The unionAll Function

unionAll combines rows from different branches of a resource tree by concatenating multiple record sets. Essentially a concatenation of several collections of records into a single, unified collection while preserving all rows from the input sets.

{
    "resourceType": "ViewDefinition",
    "resource": "Patient",
    "select": [
        {
            "column": [{ "path": "getResourceKey()", "name": "id" }]
        },
        {
            "unionAll": [
                {
                    "forEach": "telecom.where(system='phone')",
                    "column": [{ "path": "value", "name": "phone" }]
                },
                {
                    "forEach": "contact.telecom.where(system='phone')",
                    "column": [{ "path": "value", "name": "phone" }]
                }
            ]
        }
    ]
}

In JavaScript this is just a simple concatenation:

function unionAll(rowSets) {
    return rowSet.flatMap((rows) => {
        return rows;
    });
}

unionAll([1, 2, 3], [3, 4, 5])[
    //=>
    (1, 2, 3, 3, 4, 5)
];

Function Precedence

To interpret such nodes, you have to re-order keywords (functions) according to precedence (higher bubble up):

In a ViewDefinition, different keywords/functions can appear at the same level.

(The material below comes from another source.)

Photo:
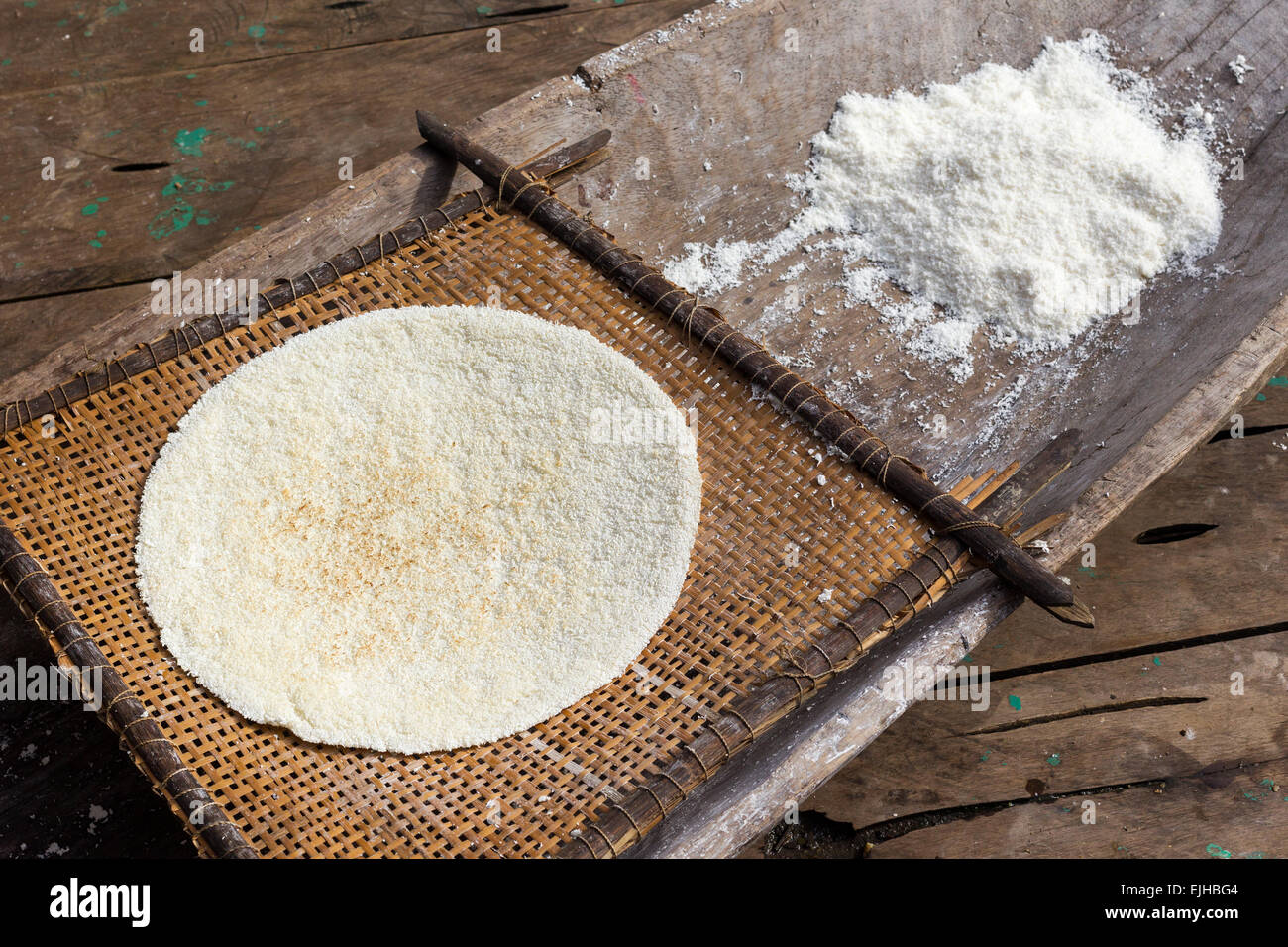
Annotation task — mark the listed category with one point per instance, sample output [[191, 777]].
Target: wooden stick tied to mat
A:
[[905, 479], [552, 166], [803, 674], [38, 596]]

To interpret such node in a ViewDefinition, an implementation must reorder the keywords/functions according to the following precedence rule.

Keyword/function reordering rule (highest to lowest precedence):

  • forEach or forEachOrNull
  • select
  • unionAll
  • column

For example given the following ViewDefinition snippet with all keywords/functions at the top level, the keywords/functions should be reordered as shown in the output.

{
    "forEach":   FOREACH,
    "column":    [COLUMNS], // reorder to be nested under select
    "unionALL":  [UNIONS],  // reorder to be nested under select
    "select":    [SELECTS]
}
//=>
{
    "forEach": FOREACH
    "select": [
       {"column":   [COLUMNS]},
       {"unionAll": [UNIONS]},
       SELECTS...
    ]
}

Reference Implementation

The JavaScript reference implementation implements the functional model described here. It is very concise at roughly 400 lines of code and reading it is a good way to understand the model in detail.